A Casey Henwood goal was the side's only reward in a 4-1 loss to North Harbour in Rotorua on Friday night but they responded with a 4-3 win over Wellington in Taupo on Saturday morning courtesy of goals from Ricky Clark (two), Raynesh Smith and Churchill.
A 3-3 draw against Auckland completed their schedule on Saturday afternoon as Henwood, Hugo Inglis and Craig Hardman scored.
The women's side went down 3-2 to Wellington and 4-1 against Auckland but showed coach Hymie Gill enough to believe his side will be a force in the National Hockey League tournament next month.
"We feel we can beat both those teams at tournament time," Gill said.
The men's side were without the Black Sticks trio of Andy Heyward, Stephen Graham and Richard Petherick due to national team commitments while Lloyd Stephenson was a late withdrawal with a family bereavement and the team's two imported players, Australian Bevan George and Malaysia's Selvaraju Sandrakasi don't arrive til later this week.
"We struggled against Harbour but were better against Wellington and Auckland," Churchill said.
"It had all the hallmarks of going pear-shaped with a skeleton squad but we worked hard on our structure and set-up and that started to show against Auckland."

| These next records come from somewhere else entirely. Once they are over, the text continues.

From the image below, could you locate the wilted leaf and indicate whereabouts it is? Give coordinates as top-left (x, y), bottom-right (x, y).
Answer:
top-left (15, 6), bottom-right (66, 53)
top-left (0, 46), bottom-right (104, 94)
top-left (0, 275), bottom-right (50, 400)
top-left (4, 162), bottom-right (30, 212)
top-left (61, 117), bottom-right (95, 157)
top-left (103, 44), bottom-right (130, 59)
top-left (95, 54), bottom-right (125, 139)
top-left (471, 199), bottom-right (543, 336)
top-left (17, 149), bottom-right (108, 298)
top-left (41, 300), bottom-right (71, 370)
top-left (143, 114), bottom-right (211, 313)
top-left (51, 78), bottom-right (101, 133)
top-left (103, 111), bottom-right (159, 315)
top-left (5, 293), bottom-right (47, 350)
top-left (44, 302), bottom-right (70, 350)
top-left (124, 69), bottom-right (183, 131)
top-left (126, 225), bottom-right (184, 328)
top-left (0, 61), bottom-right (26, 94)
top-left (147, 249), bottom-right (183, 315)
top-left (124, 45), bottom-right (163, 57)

The women's side led Wellington 2-0 at halftime through a Jess Bagley brace but a poor second half effort negated most of that good work.
Goalkeeper Sally Rutherford was a standout in the first half before being replaced while Tambra McGarvey and Sam Charlton also shone.
"We improved some aspects dramatically against Auckland, like our ball speed and work ethic, but just couldn't score goals and they did," said Gill.
Lymarah Wharerau netted while McGarvey and Parekura Rangitauira, in her return to top level hockey, impressed Gill.